Thursday, October 4, 2007

revenge jurassic style! (the visitor part 7) (enemy! part 3)

almost made it halfway through my cousin larry's visit at 6 days down.

considering larry didn't alert me in anyway that he was just going to drop not too much has gone wrong... well other than me almost losing my home, permit to live in new zealand, and best friend. oh and we almost got arrested by the dunedin police force! that and now tyrannosaurs are being demonized by every news outlet in new zealand because larry likes to attack humans unprovoked!

okay so i'm in denial... the trip has been a total disaster! so much for the stability i was starting to get here a few month ago in new zealand... larry being the total JERK! that he is still hasn't even told me why he is here...

there's a number of big questions that have built up since larry arrived. however my biggest one at moment is where is larry getting all his information from? he knows things about me he just shouldn't!

foremost of this info is how on earth did he find out that on the earth, i'm on new zealand?!? only 3 people outside the country know about that, and one of them is here now!

today larry did it again... somehow he found out about recent events here in dunedin, and i sure hadn't told him about them!



we'd been arguing in the park (i've been trying to restrict us to the botanic garden ever since our disastrous field trip downtown) because me and larry have next to nothing in common. he insists on doing things in the traditional proper tyrannosaur fashion where i'm trying to be with the times and live something like a human...

larry wanted to hunt in the forest (which is a little silly as new zealand doesn't have an big animals at all!). where i wanted to just hang around the park and read some books (i borrowed a few from work to read up on our material. i don't want to be a security guard forever, and i figure the only way to work my way up is to arm myself with knowledge!). so we were at something of an impasse.

larry stormed off down the path after he realized he'd hit a brick wall... larry has been pushing me the last couple days to do more dinosaurian and tyrannosaur activities. he's afraid all this time i've been spending around humans has "dulled" my "instincts".

i've been outright refusing. i don't want anything to do with dinosaur culture anymore. not since the terrible events of my quest to find a new home at 65 million BC (especially my encounters at dino town, calgary, and larry himself in vancouver). dinosaurs have become real mean and even more competitive than they were millions of years ago. there just isn't many places for us today in a human world... i summarized this real well in my post way back when i ran into that albertosaur in calgary.

also even more key i don't want to do true tyrannosaur things because than i'll turn out a sterotypcial t-rex like larry...

after 2 days of this ongoing debate larry finally realized i wasn't going to budge on the subject, and he was getting back to his JERK! like self. all mean and bossy. i was just about done with him!

after he'd wandered off for half an hour i started to hope maybe larry had gotten sick of me too, and left! crushing that hope a minute later larry wandered back, but his demeanour had changed...

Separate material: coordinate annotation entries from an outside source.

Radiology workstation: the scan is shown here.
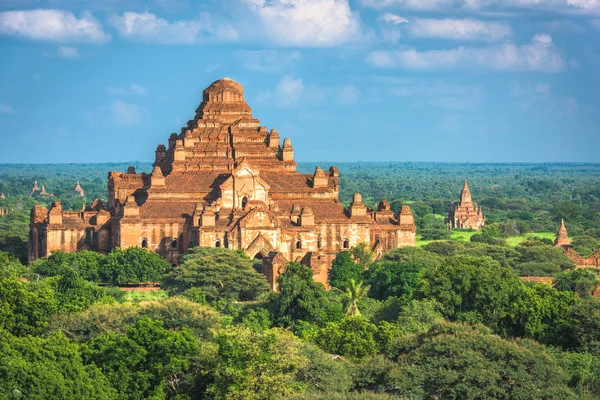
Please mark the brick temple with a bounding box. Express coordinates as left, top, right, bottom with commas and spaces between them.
554, 219, 600, 268
29, 78, 416, 287
446, 179, 485, 231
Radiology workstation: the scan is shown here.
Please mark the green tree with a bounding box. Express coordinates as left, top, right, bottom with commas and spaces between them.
161, 247, 269, 302
48, 297, 223, 343
365, 260, 424, 300
296, 342, 352, 398
0, 329, 116, 400
99, 247, 169, 285
344, 279, 370, 317
421, 255, 523, 330
0, 251, 27, 279
314, 317, 379, 360
82, 317, 196, 400
553, 268, 600, 297
0, 278, 56, 336
390, 323, 577, 399
329, 251, 365, 290
34, 250, 106, 282
396, 299, 444, 334
571, 235, 600, 257
270, 263, 327, 326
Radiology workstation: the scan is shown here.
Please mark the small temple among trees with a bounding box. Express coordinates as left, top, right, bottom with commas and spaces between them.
29, 78, 418, 287
554, 219, 600, 268
446, 179, 485, 231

"you've calmed down," i observed out loud. i've found the best way to figure out what larry's thinking is to play dumb, and he get him angered into 'correcting' me...

"i have cousin," he replied in a very polite voice. weird... "i've just realized that you have no context on your roots. afterall you were raised by a human . how could you possibly know what being a tyrannosaur truly is."

"i lived at the tyrrell for 3 years larry," i rebutted not wanting to go down the whole dulled instincts conversation AGAIN! "i know perfectly well what t-rexs are like. i hung out with mom, aunt black beauty (larry's mom), and the albertosaurs all the time. kinda got the picture then."

"that is within a captive context," larry responded his voice still level. normally in these debates he'd have been grumpy by now. plus this was a new argument he hadn't used before. what was he going to get at? "you've clearly never seen a tyrannosaur outside human dominance."

"oh yeah?" i wasn't even remotely moved by that. sure we had to follow the museum and megan's rules, but they treated us very well. especially considering there is no place for us now in a post extinction world.

"yes cousin," larry went on, but clearly with a direction to this logic. "for example we tyrannosaurs are the kings. we don't have to put up with lesser beings pushing us around."

"like who?" i couldn't possibly think of anyone pushing me around other than larry!

"what is this i hear about you getting bullied by a germ-mammal?" larry challenged.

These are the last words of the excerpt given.